WebNovels

Chapter 107 - Chapter 107

Work went smoothly. 

After a full morning of meetings at the office overseeing our legitimate companies across New York, I moved on into the illegal aspect of our organization. From reviewing the shipment routes, to partnership terms with outside organizations that required more diplomacy than force. All of it precise and necessary.

By mid-afternoon, I was negotiating with the Irish. Finalizing concessions, restructuring territory lines and ultimately, arranging a potential marriage between families to formalize this alliance. Old-world solutions for modern wars.

Only when the last document was signed did I finally allow myself to leave. 

By the time the elevator doors slid shut behind me, carrying me up to my husband's penthouse overlooking a winter-stricken New York, the exhaustion finally settled in.
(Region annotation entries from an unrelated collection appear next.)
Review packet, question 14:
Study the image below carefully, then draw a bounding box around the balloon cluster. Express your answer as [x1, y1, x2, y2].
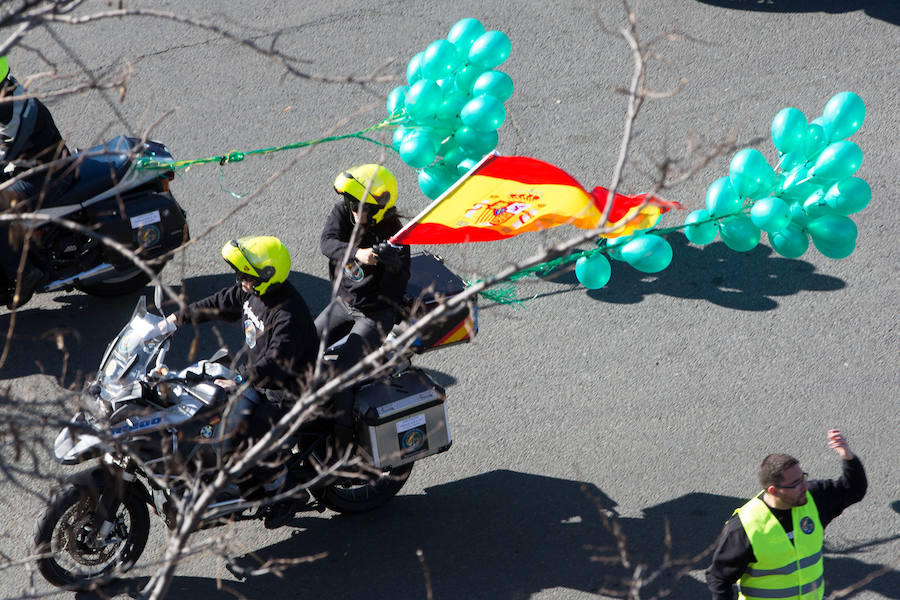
[684, 92, 872, 258]
[387, 18, 513, 199]
[575, 92, 872, 289]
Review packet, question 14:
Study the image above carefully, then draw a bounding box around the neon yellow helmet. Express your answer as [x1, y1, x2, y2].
[334, 164, 397, 223]
[222, 235, 291, 296]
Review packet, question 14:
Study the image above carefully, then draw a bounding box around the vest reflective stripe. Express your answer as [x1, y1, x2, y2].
[735, 492, 824, 600]
[740, 575, 825, 598]
[746, 550, 822, 577]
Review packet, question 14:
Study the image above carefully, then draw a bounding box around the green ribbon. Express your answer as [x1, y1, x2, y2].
[135, 117, 401, 173]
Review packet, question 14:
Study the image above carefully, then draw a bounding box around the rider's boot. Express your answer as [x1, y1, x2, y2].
[6, 267, 44, 310]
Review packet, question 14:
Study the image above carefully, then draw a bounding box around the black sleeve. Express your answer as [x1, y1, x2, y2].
[178, 284, 246, 323]
[706, 515, 756, 600]
[809, 456, 869, 527]
[247, 314, 302, 390]
[319, 203, 353, 263]
[247, 294, 319, 393]
[379, 246, 410, 306]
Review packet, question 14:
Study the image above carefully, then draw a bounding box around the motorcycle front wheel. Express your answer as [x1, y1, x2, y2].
[313, 463, 413, 514]
[34, 485, 150, 588]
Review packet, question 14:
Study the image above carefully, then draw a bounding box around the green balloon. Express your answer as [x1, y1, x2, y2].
[750, 196, 791, 232]
[772, 108, 809, 153]
[472, 71, 513, 102]
[454, 65, 484, 95]
[822, 92, 866, 142]
[825, 177, 872, 215]
[391, 127, 413, 152]
[684, 210, 719, 246]
[768, 224, 809, 258]
[453, 127, 500, 156]
[806, 215, 857, 258]
[406, 79, 444, 125]
[809, 140, 862, 179]
[706, 177, 743, 217]
[419, 163, 459, 200]
[775, 165, 821, 202]
[803, 189, 835, 219]
[719, 215, 761, 252]
[398, 129, 440, 169]
[406, 51, 425, 85]
[790, 201, 812, 227]
[469, 31, 512, 69]
[728, 148, 775, 198]
[776, 150, 806, 173]
[434, 91, 469, 129]
[447, 17, 484, 54]
[803, 123, 828, 160]
[620, 234, 672, 273]
[385, 85, 409, 116]
[422, 40, 463, 79]
[575, 252, 612, 290]
[456, 158, 480, 177]
[459, 95, 506, 131]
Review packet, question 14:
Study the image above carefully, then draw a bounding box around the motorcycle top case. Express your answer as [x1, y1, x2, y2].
[88, 192, 187, 268]
[354, 369, 452, 469]
[406, 252, 478, 353]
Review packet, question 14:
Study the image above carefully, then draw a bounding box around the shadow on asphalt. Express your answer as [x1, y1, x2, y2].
[89, 474, 741, 600]
[538, 234, 846, 311]
[79, 472, 900, 600]
[698, 0, 900, 25]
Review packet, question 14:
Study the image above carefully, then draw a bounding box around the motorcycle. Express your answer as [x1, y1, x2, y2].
[34, 255, 477, 588]
[0, 136, 189, 304]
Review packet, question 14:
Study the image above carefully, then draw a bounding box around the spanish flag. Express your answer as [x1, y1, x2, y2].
[390, 154, 680, 245]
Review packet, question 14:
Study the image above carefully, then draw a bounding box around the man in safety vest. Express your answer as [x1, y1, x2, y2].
[706, 429, 868, 600]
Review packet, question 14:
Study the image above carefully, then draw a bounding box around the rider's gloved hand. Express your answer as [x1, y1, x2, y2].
[372, 242, 401, 272]
[156, 315, 177, 335]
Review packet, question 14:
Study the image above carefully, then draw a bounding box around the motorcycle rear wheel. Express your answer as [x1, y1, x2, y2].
[34, 485, 150, 589]
[313, 463, 414, 514]
[75, 267, 162, 298]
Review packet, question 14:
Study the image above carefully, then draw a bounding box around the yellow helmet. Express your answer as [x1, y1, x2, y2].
[222, 235, 291, 296]
[334, 164, 397, 223]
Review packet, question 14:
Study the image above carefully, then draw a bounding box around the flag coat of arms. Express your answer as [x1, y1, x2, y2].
[391, 154, 678, 245]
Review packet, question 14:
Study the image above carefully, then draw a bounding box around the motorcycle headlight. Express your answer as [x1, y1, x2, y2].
[81, 383, 111, 419]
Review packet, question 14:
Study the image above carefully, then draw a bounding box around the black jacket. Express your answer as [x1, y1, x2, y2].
[319, 201, 409, 311]
[0, 77, 69, 169]
[179, 282, 319, 394]
[706, 457, 868, 600]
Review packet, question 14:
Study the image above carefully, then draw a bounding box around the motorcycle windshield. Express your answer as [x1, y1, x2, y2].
[98, 297, 167, 400]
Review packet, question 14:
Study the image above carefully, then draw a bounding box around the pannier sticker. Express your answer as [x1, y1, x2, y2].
[109, 417, 162, 436]
[397, 413, 425, 433]
[131, 210, 162, 229]
[397, 413, 428, 457]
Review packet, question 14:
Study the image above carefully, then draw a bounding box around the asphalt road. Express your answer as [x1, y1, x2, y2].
[0, 0, 900, 600]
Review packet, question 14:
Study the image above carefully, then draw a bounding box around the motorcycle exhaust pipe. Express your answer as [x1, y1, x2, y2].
[44, 263, 115, 292]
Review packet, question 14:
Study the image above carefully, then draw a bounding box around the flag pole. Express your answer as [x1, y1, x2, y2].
[388, 150, 500, 245]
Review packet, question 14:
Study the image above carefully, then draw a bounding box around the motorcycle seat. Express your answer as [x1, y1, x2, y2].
[53, 135, 135, 206]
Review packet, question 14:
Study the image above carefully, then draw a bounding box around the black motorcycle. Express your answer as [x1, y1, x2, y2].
[34, 254, 477, 587]
[0, 136, 189, 304]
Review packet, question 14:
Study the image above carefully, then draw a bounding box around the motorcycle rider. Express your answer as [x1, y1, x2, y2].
[316, 164, 410, 368]
[0, 56, 72, 310]
[167, 236, 319, 527]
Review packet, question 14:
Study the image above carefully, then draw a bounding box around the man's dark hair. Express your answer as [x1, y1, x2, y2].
[756, 454, 800, 489]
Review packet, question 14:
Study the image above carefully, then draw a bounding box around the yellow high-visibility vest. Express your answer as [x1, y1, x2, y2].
[735, 492, 825, 600]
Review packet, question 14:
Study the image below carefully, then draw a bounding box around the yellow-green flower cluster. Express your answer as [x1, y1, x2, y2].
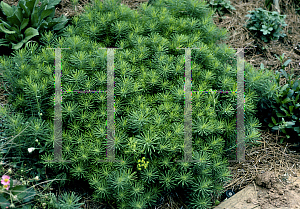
[138, 157, 149, 170]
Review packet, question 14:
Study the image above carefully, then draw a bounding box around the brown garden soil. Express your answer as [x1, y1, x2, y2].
[0, 0, 300, 209]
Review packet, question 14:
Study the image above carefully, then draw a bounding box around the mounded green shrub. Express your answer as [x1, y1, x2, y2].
[0, 0, 278, 208]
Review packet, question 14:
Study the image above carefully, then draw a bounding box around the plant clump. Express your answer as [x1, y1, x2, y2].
[1, 0, 278, 208]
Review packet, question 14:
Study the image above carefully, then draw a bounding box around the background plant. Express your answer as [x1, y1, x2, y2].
[1, 0, 284, 208]
[0, 0, 68, 54]
[255, 54, 300, 143]
[246, 8, 287, 42]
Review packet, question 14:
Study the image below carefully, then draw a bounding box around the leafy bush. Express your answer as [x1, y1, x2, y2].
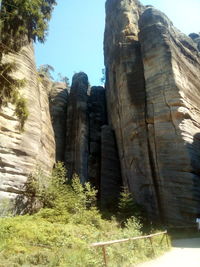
[0, 163, 170, 267]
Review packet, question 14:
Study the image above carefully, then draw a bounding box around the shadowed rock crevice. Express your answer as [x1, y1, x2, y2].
[104, 0, 200, 225]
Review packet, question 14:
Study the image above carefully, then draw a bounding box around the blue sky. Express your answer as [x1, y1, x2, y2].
[35, 0, 200, 85]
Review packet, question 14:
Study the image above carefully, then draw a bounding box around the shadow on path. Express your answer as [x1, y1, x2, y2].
[172, 238, 200, 249]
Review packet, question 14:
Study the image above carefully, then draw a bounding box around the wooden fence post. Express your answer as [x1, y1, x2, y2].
[149, 237, 156, 257]
[165, 233, 169, 247]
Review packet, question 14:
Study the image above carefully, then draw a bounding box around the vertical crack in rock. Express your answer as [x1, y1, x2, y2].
[139, 8, 200, 224]
[65, 72, 89, 182]
[50, 82, 68, 162]
[104, 0, 200, 225]
[104, 0, 159, 219]
[88, 86, 107, 190]
[0, 44, 55, 212]
[100, 125, 122, 210]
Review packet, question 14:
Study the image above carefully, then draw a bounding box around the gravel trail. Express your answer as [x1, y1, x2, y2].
[136, 238, 200, 267]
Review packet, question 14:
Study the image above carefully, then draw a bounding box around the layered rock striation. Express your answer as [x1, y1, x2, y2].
[50, 82, 69, 162]
[0, 45, 55, 211]
[104, 0, 200, 225]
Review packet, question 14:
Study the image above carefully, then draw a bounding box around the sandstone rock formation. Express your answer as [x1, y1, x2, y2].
[104, 0, 159, 222]
[104, 0, 200, 225]
[189, 33, 200, 51]
[0, 45, 55, 211]
[65, 72, 89, 182]
[50, 82, 68, 162]
[100, 125, 122, 209]
[88, 86, 107, 189]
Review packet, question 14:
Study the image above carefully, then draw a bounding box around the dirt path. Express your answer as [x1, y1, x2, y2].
[137, 238, 200, 267]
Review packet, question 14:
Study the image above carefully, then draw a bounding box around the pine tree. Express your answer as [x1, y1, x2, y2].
[0, 0, 56, 129]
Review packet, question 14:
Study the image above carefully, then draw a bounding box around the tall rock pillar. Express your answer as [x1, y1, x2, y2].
[65, 72, 88, 182]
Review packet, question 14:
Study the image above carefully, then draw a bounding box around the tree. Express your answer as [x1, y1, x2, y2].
[0, 0, 56, 129]
[0, 0, 56, 51]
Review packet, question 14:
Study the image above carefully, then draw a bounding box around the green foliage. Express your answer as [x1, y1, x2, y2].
[0, 163, 170, 267]
[118, 187, 141, 223]
[0, 0, 56, 130]
[0, 0, 56, 51]
[38, 64, 54, 80]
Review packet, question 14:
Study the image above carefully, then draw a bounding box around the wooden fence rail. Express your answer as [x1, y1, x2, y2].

It was the weight of constant calculation, of always being on my guard. 

Silence greeted me the moment I walked into the living room.

The apartment stretched wide and deliberate. With its clean lines, minimal furniture, steel and glass softened by muted textures. It should have felt cold and impersonal. The kind of place built to impress rather than comfort. 

I used to think I would hate interiors like this, having spent most of my life surrounded by beautiful, sprawling Italian architectures. 

But Alex had a way of altering these spaces without changing them.

The lighting was warmer than it needed to be. The seating closer than required. Subtle adjustments that made the sharp architecture feel...inviting. As if the space itself was drawing me in, instead of keeping its distance.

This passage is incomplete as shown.